Receipts are assigned to purchases, not payments. This means if I pay a £20 deposit for something and later pay a £80 balance there is no way to assign the receipts to the individual payments.
Currently I have assigned both to the purchase but that means they both show as £100 in the receipt summary which is incorrect.
I could split the purchase into two parts but it would then look like I had purchased two things when this is most definitely one purchase with two payments.
Is there a better way round this? Are there any plans to move receipts to being payment based rather than purchase based (which would seem to make more sense)?

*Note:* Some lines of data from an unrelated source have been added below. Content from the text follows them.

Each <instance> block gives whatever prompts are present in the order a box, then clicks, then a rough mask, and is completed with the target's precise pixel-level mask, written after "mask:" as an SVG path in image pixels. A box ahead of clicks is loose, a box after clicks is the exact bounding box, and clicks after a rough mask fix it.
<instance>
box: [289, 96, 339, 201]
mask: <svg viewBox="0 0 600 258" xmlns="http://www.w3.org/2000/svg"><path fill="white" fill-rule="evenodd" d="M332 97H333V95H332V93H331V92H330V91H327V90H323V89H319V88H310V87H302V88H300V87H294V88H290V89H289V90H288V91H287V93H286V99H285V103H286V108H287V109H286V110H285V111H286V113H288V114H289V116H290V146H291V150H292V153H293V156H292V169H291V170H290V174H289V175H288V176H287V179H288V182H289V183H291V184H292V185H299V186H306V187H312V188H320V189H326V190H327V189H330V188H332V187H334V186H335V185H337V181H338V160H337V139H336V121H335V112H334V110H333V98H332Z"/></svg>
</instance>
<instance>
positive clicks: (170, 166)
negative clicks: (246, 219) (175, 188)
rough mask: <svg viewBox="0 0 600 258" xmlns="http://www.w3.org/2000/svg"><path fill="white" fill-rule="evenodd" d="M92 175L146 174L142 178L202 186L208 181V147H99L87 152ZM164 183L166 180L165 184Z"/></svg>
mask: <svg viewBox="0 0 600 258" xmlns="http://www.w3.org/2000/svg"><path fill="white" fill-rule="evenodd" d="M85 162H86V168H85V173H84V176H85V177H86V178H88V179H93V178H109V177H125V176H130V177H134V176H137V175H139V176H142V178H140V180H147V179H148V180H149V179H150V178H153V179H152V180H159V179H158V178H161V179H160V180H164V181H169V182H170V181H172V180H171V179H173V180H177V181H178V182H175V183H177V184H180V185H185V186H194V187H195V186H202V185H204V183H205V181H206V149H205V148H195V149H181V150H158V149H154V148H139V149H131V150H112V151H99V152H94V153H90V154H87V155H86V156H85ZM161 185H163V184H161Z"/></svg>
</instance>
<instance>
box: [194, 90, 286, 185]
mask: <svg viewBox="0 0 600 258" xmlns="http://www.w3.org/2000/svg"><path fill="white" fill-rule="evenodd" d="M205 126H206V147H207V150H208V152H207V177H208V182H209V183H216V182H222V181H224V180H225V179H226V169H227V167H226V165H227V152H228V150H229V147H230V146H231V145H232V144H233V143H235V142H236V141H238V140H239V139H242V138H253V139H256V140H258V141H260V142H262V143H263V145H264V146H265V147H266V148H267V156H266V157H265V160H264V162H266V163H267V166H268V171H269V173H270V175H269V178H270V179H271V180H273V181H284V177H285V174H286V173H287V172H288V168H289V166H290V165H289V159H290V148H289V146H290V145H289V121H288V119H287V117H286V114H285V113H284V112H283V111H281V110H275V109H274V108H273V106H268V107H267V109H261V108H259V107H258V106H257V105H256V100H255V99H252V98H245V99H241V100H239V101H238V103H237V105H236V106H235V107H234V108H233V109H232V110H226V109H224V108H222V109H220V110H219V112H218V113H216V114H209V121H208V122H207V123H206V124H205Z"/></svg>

I’m just trying to understand the situation here. When you purchase something for £100, you should have one purchase invoice for this but with two payments assigned to it - is that correct in your case?
If this is the case, then attaching the two receipts to the one purchase invoice is correct. The important part is the invoice that states what you paid, what it was for and how much VAT was paid (if you’re VAT registered) rather than the payment receipts.
We don’t have any plans to move or expand this feature at the moment, however you’re welcome to start a thread with this as a feature suggestion and we’ll keep an eye on interest from the community.
You are understanding the situation, the issue that it creates is that if you go to the “Receipt Hub” it lists two receipts for the full total of £100 instead of one for £20 and one for £80. This makes it harder to see at a glance what was done.
We look at this from the perspective of invoicing rather than payments.
For VAT purposes it’s the invoice that is used to back a VAT reclaim rather than the individual payment record. Even on cash accounting, if there are multiple payments assigned to a single invoice, the invoice is the primary source when determining what VAT can be reclaimed, and it is this document that HMRC will ask for in the event you need to substantiate any VAT calculations. HMRC will consistently refer to VAT invoices rather than VAT receipts in their record keeping documentation.
The term “VAT receipt” and “VAT invoice” are often used interchangeably, but a VAT receipt generally indicates that a payment has been made. A VAT invoice once paid could also be referred to as a VAT receipt.
If you have made one single order, then your supplier would typically issue you one single VAT invoice with the precise amounts of VAT levied on the complete order. If they’ve issued two then you could either create two purchase records in QuickFile or upload two scans to a single purchase record.